Noah Webster in his 1828 An American Dictionary of the English Language defined angel, firstly, as "a messenger," and then followed with senses conveying "a spirit" (good or bad) and a person "who is an embassador of God" or "whom God employs to execute his judgments." He wasn't wrong in beginning with the "messenger" sense since angel comes from Greek angelos, a translation of a Hebrew word meaning "messenger," and was used secularly and spiritually in that sense since its manifestation in Old English and onward.
"Enlightened" stars co-creator Lauren Dern as Amy Jellicoe, who learned how to meditate in rehab, but after returning to her life, has trouble keeping her equilibrium. In season two, in her attempt to become an angel of change and make her mark on the world, she tries to take down the corporation where she works.
— David Bianculli, NPR, 9 Aug 2013
The dual uses of the word were not overlooked by poets either: the English dramatist Ben Jonson, for example, spoke of the nightingale as being "the dear good angel of the Spring."

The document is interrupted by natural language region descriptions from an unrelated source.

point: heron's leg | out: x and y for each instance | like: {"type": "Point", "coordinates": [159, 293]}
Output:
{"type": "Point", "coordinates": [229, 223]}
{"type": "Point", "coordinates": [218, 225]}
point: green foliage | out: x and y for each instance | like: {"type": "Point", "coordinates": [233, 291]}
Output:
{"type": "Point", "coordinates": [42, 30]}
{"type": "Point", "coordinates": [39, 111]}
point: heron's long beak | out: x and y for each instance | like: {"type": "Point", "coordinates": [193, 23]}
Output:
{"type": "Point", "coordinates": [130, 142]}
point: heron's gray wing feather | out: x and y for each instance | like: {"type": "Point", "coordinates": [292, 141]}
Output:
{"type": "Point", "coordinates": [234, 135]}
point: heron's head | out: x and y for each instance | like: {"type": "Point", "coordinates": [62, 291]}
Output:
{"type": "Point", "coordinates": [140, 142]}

Although spiritual beings superior to humans in power and intelligence, angels, being mere messengers, are ranked lowest in the traditional Christian celestial hierarchy, which has nine orders: from lowest to highest, angels, archangels, principalities, powers, virtues, dominions, thrones, cherubim, and seraphim. New York Times writer Joe Sharkey creatively alludes to the hierarchy in writing about the order of boarding an airplane in a November 2011 article:
Boarding with a coach ticket, bereft of status, is an exercise in knowing one's humble place these days. You wait there, listening to the gate agent summoning the ranks into formation, starting with first class, working through the elite-status levels, then to the travelers holding various airline-branded credit cards. Medieval theologians who devised the ranks of heavenly hosts in the Celestial Hierarchy—seraphim and cherubim first, common angels last—used a simpler formula.

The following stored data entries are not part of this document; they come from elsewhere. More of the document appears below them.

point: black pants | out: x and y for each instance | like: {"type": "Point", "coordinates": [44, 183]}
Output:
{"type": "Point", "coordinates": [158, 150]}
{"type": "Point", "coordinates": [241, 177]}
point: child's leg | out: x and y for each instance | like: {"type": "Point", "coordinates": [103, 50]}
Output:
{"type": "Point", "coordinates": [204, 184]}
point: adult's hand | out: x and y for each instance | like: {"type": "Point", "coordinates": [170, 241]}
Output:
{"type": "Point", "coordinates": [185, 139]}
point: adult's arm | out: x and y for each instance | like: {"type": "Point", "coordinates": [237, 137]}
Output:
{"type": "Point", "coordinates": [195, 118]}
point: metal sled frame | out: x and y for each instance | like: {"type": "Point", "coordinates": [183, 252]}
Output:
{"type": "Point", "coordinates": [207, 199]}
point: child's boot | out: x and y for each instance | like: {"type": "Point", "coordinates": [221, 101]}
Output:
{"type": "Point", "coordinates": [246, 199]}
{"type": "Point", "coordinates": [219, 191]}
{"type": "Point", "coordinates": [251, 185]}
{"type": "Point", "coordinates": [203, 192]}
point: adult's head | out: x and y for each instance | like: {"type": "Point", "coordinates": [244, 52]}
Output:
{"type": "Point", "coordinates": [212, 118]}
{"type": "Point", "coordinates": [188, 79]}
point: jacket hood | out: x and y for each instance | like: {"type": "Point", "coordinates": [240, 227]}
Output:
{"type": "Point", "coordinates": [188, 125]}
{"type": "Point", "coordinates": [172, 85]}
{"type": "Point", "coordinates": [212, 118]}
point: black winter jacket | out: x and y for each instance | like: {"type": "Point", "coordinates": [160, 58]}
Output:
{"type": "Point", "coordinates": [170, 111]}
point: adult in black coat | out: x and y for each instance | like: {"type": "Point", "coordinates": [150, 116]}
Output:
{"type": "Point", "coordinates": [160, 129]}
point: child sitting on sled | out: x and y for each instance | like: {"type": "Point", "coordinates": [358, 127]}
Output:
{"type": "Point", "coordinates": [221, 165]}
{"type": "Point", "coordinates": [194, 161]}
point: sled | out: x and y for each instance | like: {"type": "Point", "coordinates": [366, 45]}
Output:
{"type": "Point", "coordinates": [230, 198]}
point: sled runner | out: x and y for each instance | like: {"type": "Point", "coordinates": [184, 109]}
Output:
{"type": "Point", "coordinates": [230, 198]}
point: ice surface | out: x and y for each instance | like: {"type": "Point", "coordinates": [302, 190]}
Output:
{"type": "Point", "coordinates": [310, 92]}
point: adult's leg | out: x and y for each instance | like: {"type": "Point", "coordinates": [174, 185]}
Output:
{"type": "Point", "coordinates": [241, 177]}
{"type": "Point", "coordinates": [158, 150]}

Angels, archangels, cherubim, and seraphim go back to Judaic tradition. The cherubim and seraphim are mentioned in the Old Testament as being the guardians of the throne of God. In later Judaism, seven archangels are held to lead the countless other hosts of heaven. The archangels are Uriel, Sariel, Remiel or Jeremiel, Raguel, Michael, Gabriel, and Raphael. The latter three are well-known in Roman Catholic and Eastern Orthodox devotion. The five other angelic orders that make up the traditional celestial hierarchy were added in early Christianity.
A hierarchy of angels also developed in Islam. In addition to four archangels (of which Gabriel, or Jibril, and Michael, or Mikal, are two) and cherubim, the Islamic tradition includes in its hierarchy the four throne bearers of Allah and various lesser angels.

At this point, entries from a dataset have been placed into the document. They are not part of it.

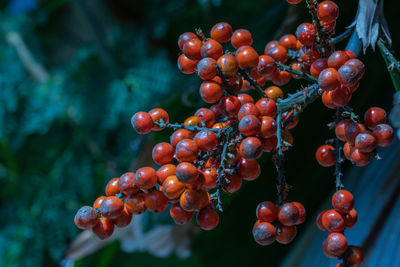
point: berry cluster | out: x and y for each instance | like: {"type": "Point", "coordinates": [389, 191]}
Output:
{"type": "Point", "coordinates": [342, 216]}
{"type": "Point", "coordinates": [286, 218]}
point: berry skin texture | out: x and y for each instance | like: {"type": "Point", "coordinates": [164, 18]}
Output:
{"type": "Point", "coordinates": [241, 38]}
{"type": "Point", "coordinates": [112, 187]}
{"type": "Point", "coordinates": [156, 201]}
{"type": "Point", "coordinates": [221, 32]}
{"type": "Point", "coordinates": [163, 153]}
{"type": "Point", "coordinates": [186, 172]}
{"type": "Point", "coordinates": [343, 201]}
{"type": "Point", "coordinates": [111, 207]}
{"type": "Point", "coordinates": [126, 184]}
{"type": "Point", "coordinates": [206, 140]}
{"type": "Point", "coordinates": [251, 148]}
{"type": "Point", "coordinates": [333, 221]}
{"type": "Point", "coordinates": [187, 150]}
{"type": "Point", "coordinates": [305, 33]}
{"type": "Point", "coordinates": [249, 125]}
{"type": "Point", "coordinates": [354, 256]}
{"type": "Point", "coordinates": [327, 11]}
{"type": "Point", "coordinates": [374, 116]}
{"type": "Point", "coordinates": [352, 130]}
{"type": "Point", "coordinates": [325, 155]}
{"type": "Point", "coordinates": [210, 92]}
{"type": "Point", "coordinates": [365, 142]}
{"type": "Point", "coordinates": [145, 178]}
{"type": "Point", "coordinates": [286, 234]}
{"type": "Point", "coordinates": [207, 68]}
{"type": "Point", "coordinates": [179, 215]}
{"type": "Point", "coordinates": [187, 65]}
{"type": "Point", "coordinates": [135, 204]}
{"type": "Point", "coordinates": [212, 49]}
{"type": "Point", "coordinates": [246, 57]}
{"type": "Point", "coordinates": [104, 228]}
{"type": "Point", "coordinates": [264, 233]}
{"type": "Point", "coordinates": [86, 217]}
{"type": "Point", "coordinates": [142, 122]}
{"type": "Point", "coordinates": [328, 79]}
{"type": "Point", "coordinates": [288, 214]}
{"type": "Point", "coordinates": [384, 134]}
{"type": "Point", "coordinates": [266, 212]}
{"type": "Point", "coordinates": [335, 245]}
{"type": "Point", "coordinates": [207, 218]}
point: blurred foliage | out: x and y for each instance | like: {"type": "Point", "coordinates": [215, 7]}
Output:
{"type": "Point", "coordinates": [62, 139]}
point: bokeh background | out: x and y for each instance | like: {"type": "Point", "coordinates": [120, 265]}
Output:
{"type": "Point", "coordinates": [72, 73]}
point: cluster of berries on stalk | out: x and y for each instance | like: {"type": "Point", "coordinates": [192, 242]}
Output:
{"type": "Point", "coordinates": [336, 220]}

Although low in the hierarchy, angels are believed to be the intermediaries between the divine and human realms—not an easy task—and, in some cases, they are assigned as guardians of humans by the Almighty.
Use of the term angel designating a person who is felt to resemble the divine creature (as in innocence or beauty) dates to the 15th century, but it was used in metaphorical phrases prior to that. It was in the late 19th century that angel began being applied to people who provide financial backing to new businesses or enterprises, used specifically in the appellations "business angel" and "angel investor."
Two years ago, one of the book's authors was involved with an Internet start-up that (through a lucky turn of events) received an initial $100,000 investment from the father of one of the firm's lawyers—a business angel living temporarily in the Far East. ... Since that investment, another business angel has invested $300,000, and the firm is now in the process of raising at least $5 million in venture capital.
— Mark Van Osnabrugge and Robert J. Robinson, Angel Investing, 2000
If you find this kind of angel, we suggest you hold onto them.